Lawmakers to BP CEO: Be Ready to Explain on Thursday
Top Energy and Commerce Democrats have put BP CEO Tony Hayward on notice that the panel’s probe has raised “serious questions about the decisions made by BP” in the weeks prior to the Deepwater Horizon explosion, which prompted the worst offshore oil spill in U.S. history.
Chairman Henry Waxman (D-Calif.) and Subcommittee on Oversight and Investigations Chairman Bart Stupak (D-Mich.) told Hayward in a letter Monday that he should be prepared to field questions about numerous decisions that BP made prior to the April 20 explosion that “appear to violate industry guidelines and were made despite warnings from BP’s own personnel and its contractors.” Hayward is scheduled to testify before Stupak’s panel Thursday.

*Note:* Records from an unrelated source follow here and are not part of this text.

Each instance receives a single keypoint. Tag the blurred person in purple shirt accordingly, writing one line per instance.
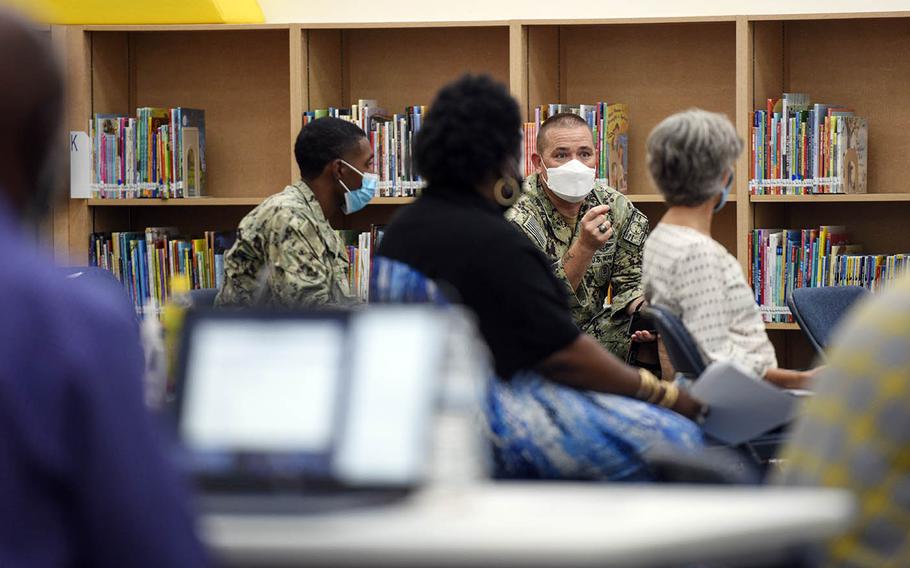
(83, 476)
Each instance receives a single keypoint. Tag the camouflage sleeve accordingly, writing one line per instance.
(626, 277)
(528, 223)
(297, 274)
(240, 275)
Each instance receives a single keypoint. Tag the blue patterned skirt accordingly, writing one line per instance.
(544, 430)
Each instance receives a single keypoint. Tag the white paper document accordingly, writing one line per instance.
(741, 407)
(80, 165)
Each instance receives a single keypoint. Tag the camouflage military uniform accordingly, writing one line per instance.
(287, 255)
(618, 262)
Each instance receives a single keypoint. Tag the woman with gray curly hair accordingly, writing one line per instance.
(690, 158)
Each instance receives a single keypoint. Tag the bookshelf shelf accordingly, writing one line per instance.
(216, 202)
(194, 202)
(782, 326)
(845, 198)
(657, 198)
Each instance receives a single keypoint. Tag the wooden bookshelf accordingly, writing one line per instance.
(255, 81)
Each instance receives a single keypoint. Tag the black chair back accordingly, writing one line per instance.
(819, 310)
(681, 347)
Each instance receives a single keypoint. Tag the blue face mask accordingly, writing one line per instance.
(358, 198)
(725, 195)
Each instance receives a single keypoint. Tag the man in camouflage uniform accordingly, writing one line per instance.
(594, 243)
(286, 253)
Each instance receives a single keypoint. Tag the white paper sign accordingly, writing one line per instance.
(80, 165)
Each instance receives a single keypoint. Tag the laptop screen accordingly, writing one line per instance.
(344, 398)
(262, 385)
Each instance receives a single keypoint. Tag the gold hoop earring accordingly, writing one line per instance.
(506, 191)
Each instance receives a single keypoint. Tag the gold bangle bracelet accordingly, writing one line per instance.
(648, 385)
(671, 395)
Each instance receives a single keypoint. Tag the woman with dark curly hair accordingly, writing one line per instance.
(562, 406)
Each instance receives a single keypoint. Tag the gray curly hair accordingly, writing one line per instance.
(689, 154)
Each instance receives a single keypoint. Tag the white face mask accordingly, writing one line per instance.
(572, 181)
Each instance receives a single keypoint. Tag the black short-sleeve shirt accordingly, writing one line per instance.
(462, 241)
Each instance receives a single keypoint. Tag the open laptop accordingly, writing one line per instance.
(308, 411)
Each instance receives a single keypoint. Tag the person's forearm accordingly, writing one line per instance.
(786, 378)
(576, 262)
(584, 364)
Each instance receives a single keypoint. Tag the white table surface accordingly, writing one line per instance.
(543, 524)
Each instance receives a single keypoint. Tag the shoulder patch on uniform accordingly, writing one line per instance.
(636, 230)
(533, 229)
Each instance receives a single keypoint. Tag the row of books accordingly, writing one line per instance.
(610, 125)
(392, 137)
(783, 260)
(158, 154)
(146, 262)
(799, 148)
(361, 247)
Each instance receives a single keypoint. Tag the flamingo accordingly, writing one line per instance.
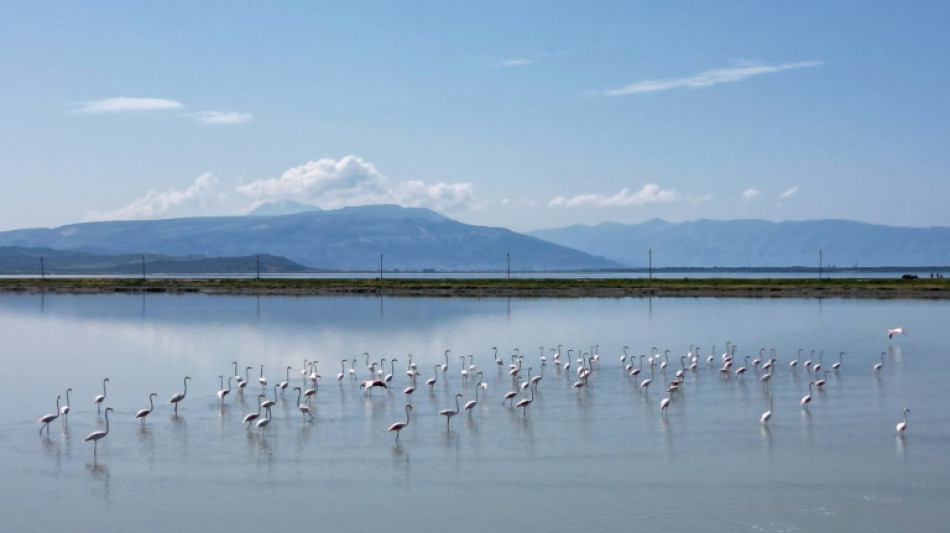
(877, 367)
(304, 408)
(794, 362)
(243, 382)
(143, 413)
(895, 331)
(397, 427)
(448, 413)
(100, 398)
(370, 384)
(524, 403)
(96, 436)
(283, 384)
(261, 424)
(250, 417)
(46, 419)
(470, 405)
(903, 425)
(267, 404)
(768, 414)
(646, 383)
(64, 410)
(262, 380)
(224, 392)
(237, 377)
(837, 365)
(431, 381)
(807, 398)
(176, 399)
(665, 404)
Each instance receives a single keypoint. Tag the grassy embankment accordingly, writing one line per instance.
(536, 287)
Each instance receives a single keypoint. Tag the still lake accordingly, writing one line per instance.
(598, 458)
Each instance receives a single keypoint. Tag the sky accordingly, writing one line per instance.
(526, 115)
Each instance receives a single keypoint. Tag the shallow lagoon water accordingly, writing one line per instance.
(602, 458)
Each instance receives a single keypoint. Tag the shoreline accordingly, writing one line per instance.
(870, 288)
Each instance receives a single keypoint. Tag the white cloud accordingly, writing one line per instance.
(750, 194)
(164, 204)
(352, 181)
(510, 63)
(789, 193)
(709, 78)
(125, 105)
(221, 117)
(649, 194)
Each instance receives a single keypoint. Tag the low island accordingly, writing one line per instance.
(899, 287)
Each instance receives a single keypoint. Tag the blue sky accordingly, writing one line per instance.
(526, 115)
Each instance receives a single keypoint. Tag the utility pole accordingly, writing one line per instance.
(650, 262)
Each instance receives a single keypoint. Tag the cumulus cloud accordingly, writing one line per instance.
(221, 117)
(649, 194)
(709, 78)
(510, 63)
(352, 181)
(750, 194)
(164, 204)
(789, 193)
(126, 105)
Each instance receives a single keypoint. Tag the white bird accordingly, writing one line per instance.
(877, 367)
(448, 413)
(64, 410)
(665, 404)
(100, 398)
(283, 384)
(524, 403)
(807, 398)
(305, 409)
(250, 417)
(398, 426)
(224, 392)
(903, 425)
(768, 414)
(470, 405)
(96, 436)
(895, 331)
(145, 412)
(46, 419)
(176, 399)
(262, 423)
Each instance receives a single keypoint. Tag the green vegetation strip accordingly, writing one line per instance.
(533, 287)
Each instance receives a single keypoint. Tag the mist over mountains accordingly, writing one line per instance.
(757, 243)
(351, 238)
(300, 237)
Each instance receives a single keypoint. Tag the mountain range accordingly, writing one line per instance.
(757, 243)
(347, 239)
(294, 237)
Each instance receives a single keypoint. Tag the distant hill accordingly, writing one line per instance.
(284, 207)
(351, 238)
(757, 243)
(37, 261)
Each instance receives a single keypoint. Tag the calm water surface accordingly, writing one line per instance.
(599, 458)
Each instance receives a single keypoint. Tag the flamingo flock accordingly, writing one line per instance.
(523, 390)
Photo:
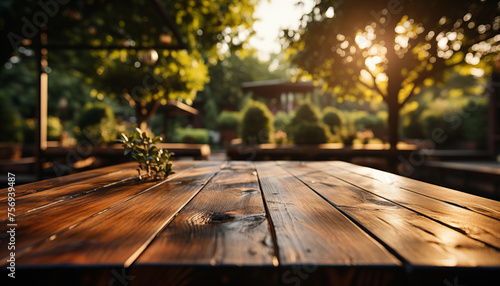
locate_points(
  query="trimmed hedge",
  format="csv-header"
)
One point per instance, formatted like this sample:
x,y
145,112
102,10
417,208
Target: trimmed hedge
x,y
311,133
257,123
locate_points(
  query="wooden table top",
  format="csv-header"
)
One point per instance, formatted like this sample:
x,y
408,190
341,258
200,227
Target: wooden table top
x,y
247,223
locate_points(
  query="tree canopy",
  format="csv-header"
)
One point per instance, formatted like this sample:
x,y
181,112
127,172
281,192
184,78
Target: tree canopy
x,y
209,29
389,48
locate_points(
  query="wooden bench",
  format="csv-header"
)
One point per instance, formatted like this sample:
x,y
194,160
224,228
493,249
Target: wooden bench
x,y
249,223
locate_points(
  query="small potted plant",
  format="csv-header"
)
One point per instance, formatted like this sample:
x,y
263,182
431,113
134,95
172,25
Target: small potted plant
x,y
152,159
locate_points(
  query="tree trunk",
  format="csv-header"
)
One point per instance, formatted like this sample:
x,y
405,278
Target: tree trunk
x,y
393,120
392,99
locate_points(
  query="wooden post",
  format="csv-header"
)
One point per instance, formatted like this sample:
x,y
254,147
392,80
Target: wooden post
x,y
41,113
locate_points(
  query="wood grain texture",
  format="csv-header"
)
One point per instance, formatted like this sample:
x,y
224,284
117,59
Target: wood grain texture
x,y
31,230
419,240
119,234
311,231
225,224
470,223
475,203
39,186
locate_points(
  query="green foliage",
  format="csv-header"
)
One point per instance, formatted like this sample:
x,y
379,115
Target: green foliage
x,y
96,124
376,124
151,158
54,128
257,123
210,114
332,117
281,120
311,133
192,135
11,126
306,113
228,120
379,54
475,126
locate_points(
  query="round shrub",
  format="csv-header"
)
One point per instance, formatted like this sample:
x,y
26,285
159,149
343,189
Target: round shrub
x,y
281,120
228,120
332,118
96,124
374,123
311,133
306,112
192,135
257,123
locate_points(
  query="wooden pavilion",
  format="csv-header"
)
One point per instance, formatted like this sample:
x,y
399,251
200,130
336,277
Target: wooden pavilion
x,y
279,94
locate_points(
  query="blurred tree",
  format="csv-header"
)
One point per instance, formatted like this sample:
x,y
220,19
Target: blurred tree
x,y
228,74
392,47
209,29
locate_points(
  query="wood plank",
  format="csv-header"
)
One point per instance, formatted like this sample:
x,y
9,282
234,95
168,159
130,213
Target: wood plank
x,y
481,205
119,234
37,226
472,224
417,239
39,186
225,224
68,191
309,230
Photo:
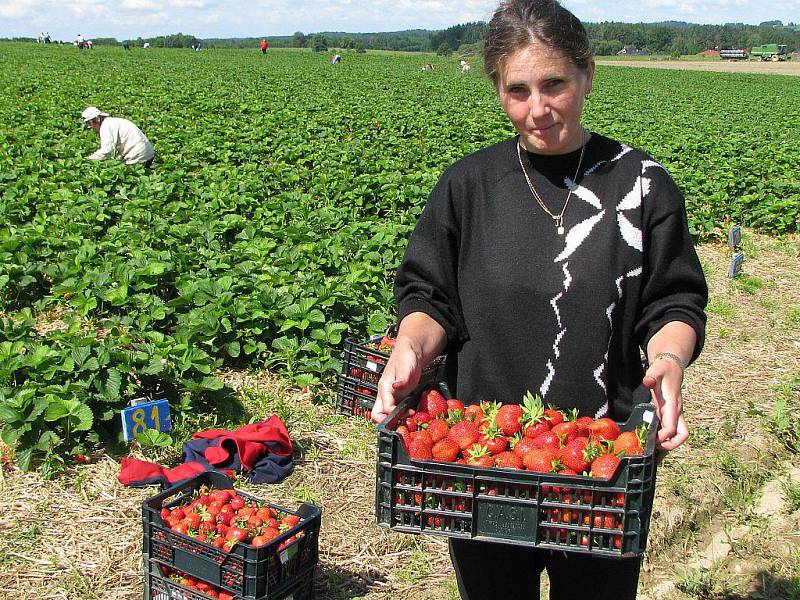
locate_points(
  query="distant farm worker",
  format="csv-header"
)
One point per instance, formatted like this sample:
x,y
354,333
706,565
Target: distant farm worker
x,y
119,138
549,262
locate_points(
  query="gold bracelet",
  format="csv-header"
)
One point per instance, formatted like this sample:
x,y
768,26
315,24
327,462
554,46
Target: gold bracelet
x,y
675,357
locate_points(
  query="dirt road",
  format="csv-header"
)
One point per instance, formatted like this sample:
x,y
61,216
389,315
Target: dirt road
x,y
782,68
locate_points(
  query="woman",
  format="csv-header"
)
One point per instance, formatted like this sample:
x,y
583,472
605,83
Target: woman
x,y
548,263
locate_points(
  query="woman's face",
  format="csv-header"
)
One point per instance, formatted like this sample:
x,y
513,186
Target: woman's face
x,y
542,93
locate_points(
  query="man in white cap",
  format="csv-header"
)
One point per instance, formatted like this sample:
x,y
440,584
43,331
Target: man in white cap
x,y
118,138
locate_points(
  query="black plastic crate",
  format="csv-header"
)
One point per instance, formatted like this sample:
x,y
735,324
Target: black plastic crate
x,y
364,363
247,571
159,586
561,512
354,397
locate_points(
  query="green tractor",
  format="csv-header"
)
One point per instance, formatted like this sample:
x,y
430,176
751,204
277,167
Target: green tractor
x,y
773,52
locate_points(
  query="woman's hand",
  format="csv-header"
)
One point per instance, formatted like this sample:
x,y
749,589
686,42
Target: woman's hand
x,y
664,379
420,339
400,377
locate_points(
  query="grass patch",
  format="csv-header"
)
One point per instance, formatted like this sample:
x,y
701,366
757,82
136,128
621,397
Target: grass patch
x,y
791,490
415,569
749,283
793,316
721,308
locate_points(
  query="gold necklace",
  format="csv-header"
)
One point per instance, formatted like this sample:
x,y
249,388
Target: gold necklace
x,y
559,218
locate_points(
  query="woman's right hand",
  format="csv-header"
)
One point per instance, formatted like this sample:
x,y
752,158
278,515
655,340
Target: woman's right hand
x,y
400,377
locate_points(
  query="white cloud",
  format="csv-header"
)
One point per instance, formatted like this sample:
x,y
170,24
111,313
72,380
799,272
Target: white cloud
x,y
239,18
140,4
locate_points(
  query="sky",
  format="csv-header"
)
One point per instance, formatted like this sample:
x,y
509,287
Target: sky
x,y
127,19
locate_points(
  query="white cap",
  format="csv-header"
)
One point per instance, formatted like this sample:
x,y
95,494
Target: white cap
x,y
92,112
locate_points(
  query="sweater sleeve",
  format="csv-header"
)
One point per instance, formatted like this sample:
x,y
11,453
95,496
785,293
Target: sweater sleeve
x,y
674,287
427,279
107,144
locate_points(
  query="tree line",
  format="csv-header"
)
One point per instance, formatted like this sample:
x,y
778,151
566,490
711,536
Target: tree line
x,y
671,37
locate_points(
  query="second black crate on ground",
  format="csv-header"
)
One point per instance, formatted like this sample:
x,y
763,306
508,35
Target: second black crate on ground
x,y
247,571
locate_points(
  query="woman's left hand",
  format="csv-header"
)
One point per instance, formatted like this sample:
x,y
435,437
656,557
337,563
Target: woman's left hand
x,y
664,378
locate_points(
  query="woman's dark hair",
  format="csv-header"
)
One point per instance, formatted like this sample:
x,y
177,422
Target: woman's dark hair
x,y
517,23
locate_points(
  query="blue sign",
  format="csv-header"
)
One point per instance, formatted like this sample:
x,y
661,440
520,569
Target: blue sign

In the 14-page missive, Waxman and Stupak cited the fact that BP’s drilling engineer called the well in the Gulf of Mexico a “nightmare” five days before it exploded, noting that it was behind schedule and suggesting that the company cut corners on safety to avoid losing money.
“In spite of the well’s difficulties, BP appears to have made multiple decisions for economic reasons that increased the danger of a catastrophic well failure,” the lawmakers wrote. “It appears that BP repeatedly chose risky procedures in order to reduce costs and save time and made minimal efforts to contain the added risk.”
The lawmakers told Hayward he should be ready to answer questions about five specific engineering decisions that the company made regarding the well. Among those was the installation of a full string of “casing” into the well the day before the explosion, forgoing a “tieback” that would have cost an extra $7 million to $10 million and would have taken extra time, but would have been safer.
“A BP plan review prepared in mid-April recommended against the full string of casing because it would create an open annulus to the wellhead’ and make the seal assembly at the wellhead the only barrier’ to gas flow if the cement job failed,” the lawmakers wrote.